Tipps für die Vorbereitung einer Hütten-Wanderung in den Bergen

Fernblick statt Fernseher, frische Kuhmilch statt Latte Macchiato: Wer die Bergwelt liebt und gerne an der frischen Luft aktiv ist, für den ist ein Wanderurlaub das einzig Wahre. Im Trend liegen derzeit mehrtägige Wandertouren von Berghütte zu Berghütte. Birgit Dreyer, Reiseexpertin der ERV, gibt Tipps für die Vorbereitung einer solchen Hütten-Tour.

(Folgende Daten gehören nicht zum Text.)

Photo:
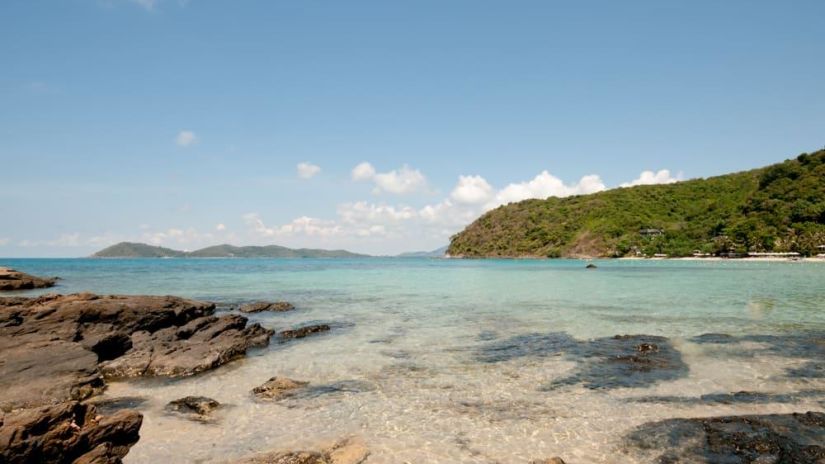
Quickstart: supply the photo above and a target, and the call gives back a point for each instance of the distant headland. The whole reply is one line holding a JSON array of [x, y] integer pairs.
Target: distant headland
[[143, 250]]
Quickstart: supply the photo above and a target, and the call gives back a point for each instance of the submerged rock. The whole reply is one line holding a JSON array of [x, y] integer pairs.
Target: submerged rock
[[194, 407], [302, 332], [69, 432], [38, 372], [260, 306], [56, 348], [603, 363], [775, 438], [348, 451], [553, 460], [16, 280], [277, 388]]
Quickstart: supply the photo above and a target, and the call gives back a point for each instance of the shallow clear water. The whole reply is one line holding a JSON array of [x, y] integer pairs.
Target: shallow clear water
[[476, 361]]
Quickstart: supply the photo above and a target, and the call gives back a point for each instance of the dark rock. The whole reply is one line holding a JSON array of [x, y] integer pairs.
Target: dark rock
[[604, 363], [278, 388], [776, 438], [15, 280], [178, 351], [348, 451], [740, 397], [302, 332], [260, 306], [194, 407], [56, 348], [800, 345], [67, 432]]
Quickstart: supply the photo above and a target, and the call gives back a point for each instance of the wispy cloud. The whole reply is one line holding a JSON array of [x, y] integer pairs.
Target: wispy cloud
[[307, 170], [397, 181], [186, 138]]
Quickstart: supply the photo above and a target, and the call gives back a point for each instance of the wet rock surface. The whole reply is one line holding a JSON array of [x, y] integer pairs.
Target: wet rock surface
[[197, 346], [807, 345], [16, 280], [778, 438], [107, 406], [65, 433], [197, 408], [261, 306], [304, 331], [56, 348], [604, 363], [348, 451]]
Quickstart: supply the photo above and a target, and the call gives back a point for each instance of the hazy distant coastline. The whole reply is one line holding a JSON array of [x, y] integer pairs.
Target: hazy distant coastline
[[142, 250]]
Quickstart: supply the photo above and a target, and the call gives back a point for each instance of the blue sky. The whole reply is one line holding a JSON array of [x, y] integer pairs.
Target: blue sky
[[183, 123]]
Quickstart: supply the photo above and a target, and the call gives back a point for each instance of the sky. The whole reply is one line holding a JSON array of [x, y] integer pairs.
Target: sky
[[375, 126]]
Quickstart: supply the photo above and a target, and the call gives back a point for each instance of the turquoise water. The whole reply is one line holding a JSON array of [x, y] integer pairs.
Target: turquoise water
[[452, 353]]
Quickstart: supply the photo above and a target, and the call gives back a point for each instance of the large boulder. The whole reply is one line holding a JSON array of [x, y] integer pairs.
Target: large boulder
[[348, 451], [261, 306], [775, 438], [56, 348], [302, 332], [198, 408], [200, 345], [16, 280], [68, 432], [38, 372]]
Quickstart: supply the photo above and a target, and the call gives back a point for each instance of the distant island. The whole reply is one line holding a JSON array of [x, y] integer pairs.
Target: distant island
[[778, 209], [437, 253], [142, 250]]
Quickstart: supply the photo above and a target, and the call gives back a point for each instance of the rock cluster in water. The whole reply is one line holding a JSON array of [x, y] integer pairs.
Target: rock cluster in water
[[69, 432], [197, 408], [15, 280], [56, 350], [277, 388]]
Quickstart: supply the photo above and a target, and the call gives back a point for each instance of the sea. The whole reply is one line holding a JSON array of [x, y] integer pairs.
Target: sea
[[477, 361]]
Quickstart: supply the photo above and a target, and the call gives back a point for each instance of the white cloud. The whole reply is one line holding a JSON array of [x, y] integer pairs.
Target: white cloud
[[186, 138], [405, 227], [364, 171], [398, 181], [307, 170], [472, 190], [547, 185], [649, 177], [148, 4], [300, 226]]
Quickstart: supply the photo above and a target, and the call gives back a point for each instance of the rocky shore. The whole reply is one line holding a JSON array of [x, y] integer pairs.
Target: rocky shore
[[15, 280], [58, 350]]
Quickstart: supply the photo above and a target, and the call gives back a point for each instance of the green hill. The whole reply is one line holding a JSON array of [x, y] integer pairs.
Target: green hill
[[141, 250], [779, 208]]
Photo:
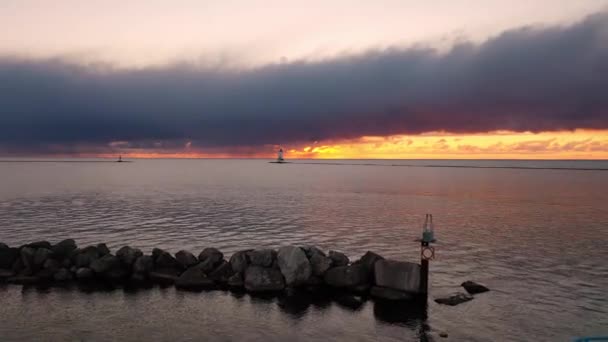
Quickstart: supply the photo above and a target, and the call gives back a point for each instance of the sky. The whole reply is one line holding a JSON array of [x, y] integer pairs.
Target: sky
[[323, 79]]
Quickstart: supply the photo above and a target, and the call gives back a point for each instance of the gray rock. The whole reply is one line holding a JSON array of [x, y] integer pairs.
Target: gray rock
[[339, 259], [346, 276], [27, 257], [8, 256], [390, 294], [236, 281], [41, 255], [454, 299], [84, 273], [210, 258], [473, 287], [166, 261], [105, 264], [103, 249], [239, 261], [222, 273], [320, 264], [186, 259], [261, 257], [143, 265], [62, 275], [194, 279], [164, 277], [398, 275], [260, 279], [64, 248], [294, 265], [127, 255], [40, 244]]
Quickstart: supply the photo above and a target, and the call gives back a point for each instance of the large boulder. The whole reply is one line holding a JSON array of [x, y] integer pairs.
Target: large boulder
[[84, 273], [398, 275], [143, 265], [294, 265], [64, 248], [106, 264], [210, 258], [194, 278], [222, 273], [8, 256], [41, 256], [239, 261], [261, 257], [260, 279], [473, 287], [338, 259], [352, 276], [186, 259], [454, 299], [390, 294], [27, 257], [128, 255]]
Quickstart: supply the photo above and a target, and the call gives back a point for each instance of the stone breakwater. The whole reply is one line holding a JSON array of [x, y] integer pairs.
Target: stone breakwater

Was sollten Urlauber bei der Planung einer mehrtägigen Hüttenwanderung beachten?

Die beste Zeit dafür ist zwischen Mitte Juni und September. Der genaue Zeitpunkt hängt von den Öffnungszeiten der jeweiligen Hütten ab. Denn in manchen Höhenlagen kann noch Schnee liegen. Wichtig: Die Fitness aller Teilnehmer klären. Dafür sollte jeder zunächst seine Kondition und Grenzen realistisch einschätzen. Abhängig davon fällt die Wahl auf eine leichtere Tour oder eine schwierige Wanderung beispielsweise mit Klettersteigen und höheren Gipfeln. Inspirationen oder durchgeplante Touren mit Wanderkarten finden Interessierte zum Beispiel auf www.alpenverein.de Der Deutsche Alpenverein bietet auf seiner Website auch Tipps für Eltern, die mit ihren Sprösslingen die Natur erkunden möchten. Sie finden dort zum Beispiel speziell für Kinder geeignete Hütten und Touren. Wer gerne in der Gruppe wandert und das Organisieren anderen überlassen möchte, ist mit einer geführten Hütten-Tour mit Bergführer gut bedient. Wer die Planung dagegen selber in die Hand nimmt, sollte rechtzeitig die Schlafplätze in den Hütten reservieren – beliebte Unterkünfte sind oft schon Monate im Voraus ausgebucht. Eine Stornierung, zum Beispiel aufgrund schlechter Wetterverhältnisse, hat, wie bei Hotels, in vielen Fällen Stornogebühren zur Folge.

Wie sollten Hütten-Hopper ihren Rucksack packen? Was muss auf jeden Fall mit?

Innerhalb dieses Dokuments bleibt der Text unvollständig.